Automatic term acquisition from domain-specific text collection by using Wikipedia.
Automatic term acquisition is an important task for many applications related to domain-specific texts processing. At present there are many methods for automatic term acquisition, but they are highly dependent on language and domain of input text collection. Also these methods, in general, use domain-specific text collection only, while many external resources are underutilized. We argue that one of the most promising external resources for automatic term acquisition is the online encyclopedia Wikipedia.
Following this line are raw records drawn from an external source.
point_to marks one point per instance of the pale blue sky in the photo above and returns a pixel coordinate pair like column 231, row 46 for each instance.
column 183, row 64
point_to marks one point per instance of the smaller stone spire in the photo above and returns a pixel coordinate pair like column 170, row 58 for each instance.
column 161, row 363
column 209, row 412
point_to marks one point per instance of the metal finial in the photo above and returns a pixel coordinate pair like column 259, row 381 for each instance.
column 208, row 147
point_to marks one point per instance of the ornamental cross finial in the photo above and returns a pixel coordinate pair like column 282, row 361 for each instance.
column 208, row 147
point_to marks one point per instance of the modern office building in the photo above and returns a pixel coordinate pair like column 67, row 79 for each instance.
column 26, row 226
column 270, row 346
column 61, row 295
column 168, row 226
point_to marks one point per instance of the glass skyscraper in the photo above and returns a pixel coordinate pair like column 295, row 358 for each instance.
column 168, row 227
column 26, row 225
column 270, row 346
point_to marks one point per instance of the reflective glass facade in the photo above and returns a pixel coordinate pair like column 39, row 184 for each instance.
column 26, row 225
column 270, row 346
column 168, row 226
In this paper we propose two new features: "Hyperlink probability" - normalized frequency showing how often the candidate terms is a hyperlink in Wikipedia articles; and "Semantic relatedness to the domain key concepts" - arithmetic mean of semantic relatedness to the key concepts of a given domain; those key concepts are determined automatically on the basis of input domain-specific text collection. In addition, we propose a new method for automatic term acquisition. It is based on semi-supervised machine learning algorithm, but it does not require labeled data. Outline of the method is to extract the best 100-300 candidates presented in Wikipedia by using a special method for term acquisition, and then to use these candidates as positive examples to construct a model for a classifier based on positive-unlabeled learning algorithm. An experimental evaluation conducted for the four domains (board games, biomedicine, computer science, agriculture) shows that the proposed method significantly outperforms existed one and is domain-independent: the average precision is higher by 5-17% than that of the best method for a particular data set.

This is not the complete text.